Re: [LSF/MM/BPF TOPIC] Large folio (z)swapin

Yosry Ahmed <yosryahmed@xxxxxxxxxx> · Thu, 9 Jan 2025 13:34:25 -0800

On Thu, Jan 9, 2025 at 12:06 PM Usama Arif <usamaarif642@xxxxxxxxx> wrote:
>
> I would like to propose a session to discuss the work going on
> around large folio swapin, whether its traditional swap or
> zswap or zram.
>
> Large folios have obvious advantages that have been discussed before
> like fewer page faults, batched PTE and rmap manipulation, reduced
> lru list, TLB coalescing (for arm64 and amd).
> However, swapping in large folios has its own drawbacks like higher
> swap thrashing.
> I had initially sent a RFC of zswapin of large folios in [1]
> but it causes a regression due to swap thrashing in kernel
> build time, which I am confident is happening with zram large
> folio swapin as well (which is merged in kernel).

I am obviously interested in this discussion, but unfortunately I
won't be able to make it this year.

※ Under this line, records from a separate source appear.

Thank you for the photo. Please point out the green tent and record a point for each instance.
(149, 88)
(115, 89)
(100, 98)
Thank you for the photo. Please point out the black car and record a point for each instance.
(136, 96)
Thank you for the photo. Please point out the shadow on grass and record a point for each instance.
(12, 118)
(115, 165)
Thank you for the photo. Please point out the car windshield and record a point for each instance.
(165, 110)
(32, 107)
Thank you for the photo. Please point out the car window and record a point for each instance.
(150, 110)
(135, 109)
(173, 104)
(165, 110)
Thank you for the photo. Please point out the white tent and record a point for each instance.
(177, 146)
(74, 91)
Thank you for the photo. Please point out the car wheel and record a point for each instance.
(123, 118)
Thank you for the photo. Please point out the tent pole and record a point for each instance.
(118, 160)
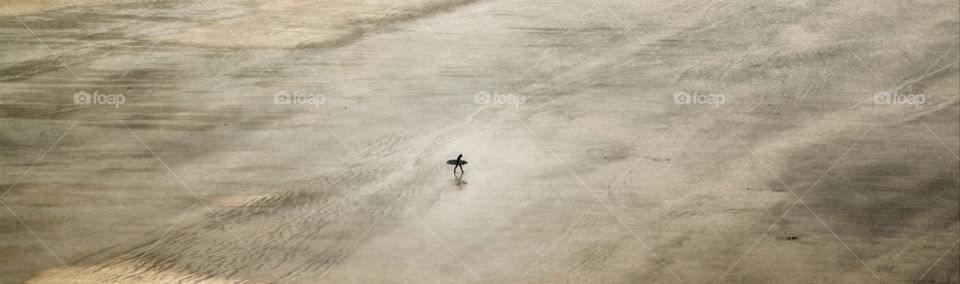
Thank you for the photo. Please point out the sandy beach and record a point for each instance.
(301, 141)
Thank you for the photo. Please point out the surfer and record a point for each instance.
(458, 164)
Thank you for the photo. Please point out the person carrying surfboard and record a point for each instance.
(457, 163)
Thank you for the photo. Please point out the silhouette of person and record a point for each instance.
(459, 164)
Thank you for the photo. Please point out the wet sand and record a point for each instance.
(598, 176)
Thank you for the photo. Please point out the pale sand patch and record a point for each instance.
(294, 23)
(21, 7)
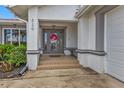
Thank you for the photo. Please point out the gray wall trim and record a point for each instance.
(69, 48)
(33, 51)
(88, 51)
(100, 26)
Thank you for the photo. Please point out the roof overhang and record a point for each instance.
(12, 21)
(20, 11)
(85, 9)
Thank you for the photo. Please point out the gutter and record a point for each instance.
(82, 10)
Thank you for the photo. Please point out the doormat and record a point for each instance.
(54, 55)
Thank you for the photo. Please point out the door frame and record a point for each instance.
(53, 30)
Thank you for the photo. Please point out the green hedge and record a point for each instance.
(14, 55)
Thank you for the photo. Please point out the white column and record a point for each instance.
(32, 38)
(83, 40)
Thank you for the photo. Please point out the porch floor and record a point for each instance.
(62, 78)
(58, 62)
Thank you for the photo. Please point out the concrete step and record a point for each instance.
(58, 62)
(58, 66)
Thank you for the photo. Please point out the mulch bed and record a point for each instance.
(12, 74)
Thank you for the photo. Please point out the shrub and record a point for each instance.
(12, 56)
(17, 56)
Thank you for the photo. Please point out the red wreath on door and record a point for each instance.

I will try to attend remotely
though if possible!

>
> Some of the points we could discuss in the session:
>
> - What is the right (preferably open source) benchmark to test for
> swapin of large folios? kernel build time in limited
> memory cgroup shows a regression, microbenchmarks show a massive
> improvement, maybe there are benchmarks where TLB misses is
> a big factor and show an improvement.
>
> - We could have something like
> /sys/kernel/mm/transparent_hugepage/hugepages-*kB/swapin_enabled
> to enable/disable swapin but its going to be difficult to tune, might
> have different optimum values based on workloads and are likely to be
> left at their default values. Is there some dynamic way to decide when
> to swapin large folios and when to fallback to smaller folios?

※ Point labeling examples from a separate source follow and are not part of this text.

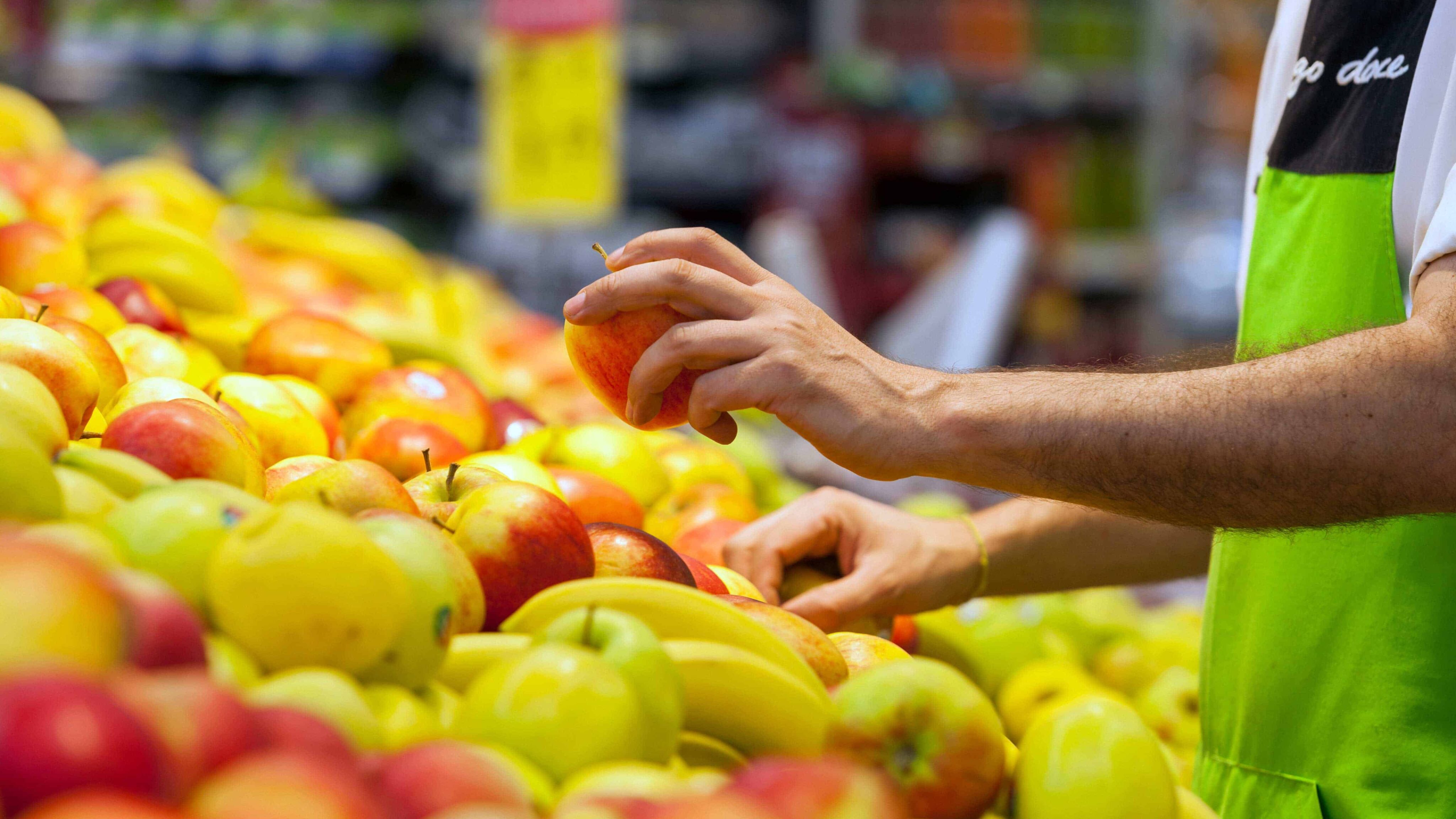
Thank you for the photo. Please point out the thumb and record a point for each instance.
(839, 603)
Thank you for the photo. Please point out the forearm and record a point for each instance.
(1040, 546)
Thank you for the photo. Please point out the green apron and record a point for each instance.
(1330, 655)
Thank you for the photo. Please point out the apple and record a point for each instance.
(152, 391)
(605, 355)
(596, 499)
(437, 493)
(1037, 687)
(290, 470)
(315, 401)
(60, 732)
(864, 652)
(956, 764)
(284, 428)
(34, 254)
(187, 439)
(423, 554)
(516, 469)
(631, 648)
(149, 353)
(615, 454)
(330, 696)
(737, 583)
(57, 610)
(350, 487)
(79, 304)
(324, 350)
(1094, 757)
(424, 780)
(707, 540)
(1170, 706)
(520, 540)
(820, 789)
(563, 707)
(172, 531)
(101, 803)
(145, 304)
(60, 365)
(694, 506)
(199, 725)
(424, 391)
(302, 585)
(165, 630)
(803, 636)
(622, 551)
(282, 728)
(704, 576)
(400, 445)
(513, 422)
(110, 372)
(284, 783)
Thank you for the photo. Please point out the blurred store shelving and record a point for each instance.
(1117, 126)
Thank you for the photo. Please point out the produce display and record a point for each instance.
(298, 522)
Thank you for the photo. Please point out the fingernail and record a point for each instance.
(574, 305)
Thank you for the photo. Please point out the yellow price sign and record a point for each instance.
(552, 136)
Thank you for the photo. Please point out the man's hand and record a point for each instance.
(893, 562)
(768, 347)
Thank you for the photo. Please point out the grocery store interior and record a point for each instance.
(962, 183)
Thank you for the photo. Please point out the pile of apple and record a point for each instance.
(298, 522)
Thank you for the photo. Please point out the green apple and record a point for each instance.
(616, 454)
(930, 729)
(631, 648)
(404, 719)
(172, 531)
(563, 707)
(328, 694)
(1094, 758)
(420, 550)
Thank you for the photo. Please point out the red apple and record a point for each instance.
(318, 349)
(605, 355)
(284, 785)
(520, 540)
(350, 487)
(956, 766)
(705, 578)
(820, 789)
(803, 636)
(707, 541)
(290, 729)
(424, 391)
(165, 630)
(427, 779)
(101, 803)
(596, 499)
(111, 375)
(79, 304)
(200, 726)
(400, 444)
(513, 422)
(34, 254)
(59, 734)
(142, 302)
(622, 551)
(187, 439)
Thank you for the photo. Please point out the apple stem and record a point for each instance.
(586, 624)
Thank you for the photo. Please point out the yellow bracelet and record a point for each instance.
(985, 559)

> swapin_readahead swapcache path which only supports 4K folios atm has a
> read ahead window based on hits, however readahead is a folio flag and
> not a page flag, so this method can't be used as once a large folio
> is swapped in, we won't get a fault and subsequent hits on other
> pages of the large folio won't be recorded.
>
> - For zswap and zram, it might be that doing larger block compression/
> decompression might offset the regression from swap thrashing, but it
> brings about its own issues. For e.g. once a large folio is swapped
> out, it could fail to swapin as a large folio and fallback
> to 4K, resulting in redundant decompressions.

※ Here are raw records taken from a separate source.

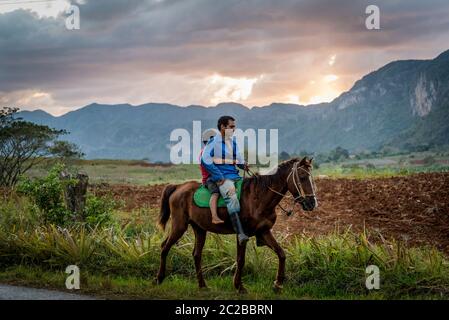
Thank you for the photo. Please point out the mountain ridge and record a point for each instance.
(403, 103)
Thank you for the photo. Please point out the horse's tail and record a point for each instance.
(164, 214)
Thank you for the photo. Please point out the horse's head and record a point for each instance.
(301, 185)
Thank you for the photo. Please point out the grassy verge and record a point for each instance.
(137, 173)
(111, 263)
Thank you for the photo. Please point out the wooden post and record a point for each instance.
(75, 194)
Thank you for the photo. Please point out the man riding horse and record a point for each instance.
(220, 158)
(256, 210)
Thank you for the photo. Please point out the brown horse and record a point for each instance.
(260, 196)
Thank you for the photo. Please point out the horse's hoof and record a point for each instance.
(277, 288)
(157, 281)
(242, 290)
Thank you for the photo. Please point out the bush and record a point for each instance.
(429, 160)
(48, 195)
(98, 210)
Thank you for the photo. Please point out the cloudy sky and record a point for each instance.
(204, 52)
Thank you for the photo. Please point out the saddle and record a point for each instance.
(201, 196)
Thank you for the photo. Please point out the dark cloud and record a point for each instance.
(145, 41)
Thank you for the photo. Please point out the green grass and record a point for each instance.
(331, 266)
(136, 173)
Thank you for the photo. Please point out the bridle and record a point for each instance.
(297, 183)
(294, 175)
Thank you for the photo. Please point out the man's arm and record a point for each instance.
(208, 162)
(240, 161)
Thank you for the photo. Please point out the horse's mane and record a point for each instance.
(267, 180)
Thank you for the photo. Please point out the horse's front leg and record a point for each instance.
(200, 239)
(271, 242)
(241, 250)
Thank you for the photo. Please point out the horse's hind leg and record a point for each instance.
(200, 239)
(176, 233)
(271, 242)
(241, 251)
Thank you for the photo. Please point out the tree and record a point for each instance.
(284, 156)
(22, 145)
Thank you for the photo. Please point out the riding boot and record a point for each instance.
(238, 228)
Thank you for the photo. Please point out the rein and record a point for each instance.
(297, 183)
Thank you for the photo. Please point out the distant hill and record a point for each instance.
(403, 104)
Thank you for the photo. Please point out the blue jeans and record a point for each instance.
(228, 192)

> This will also mean swapin of large folios from traditional swap
> isn't something we should proceed with?
>
> - Should we even support large folio swapin? You often have high swap
> activity when the system/cgroup is close to running out of memory, at this
> point, maybe the best way forward is to just swapin 4K pages and let
> khugepaged [2], [3] collapse them if the surrounding pages are swapped in
> as well.
>
> [1] https://lore.kernel.org/all/20241018105026.2521366-1-usamaarif642@xxxxxxxxx/
> [2] https://lore.kernel.org/all/20250108233128.14484-1-npache@xxxxxxxxxx/
> [3] https://lore.kernel.org/lkml/20241216165105.56185-1-dev.jain@xxxxxxx/
>
> Thanks,
> Usama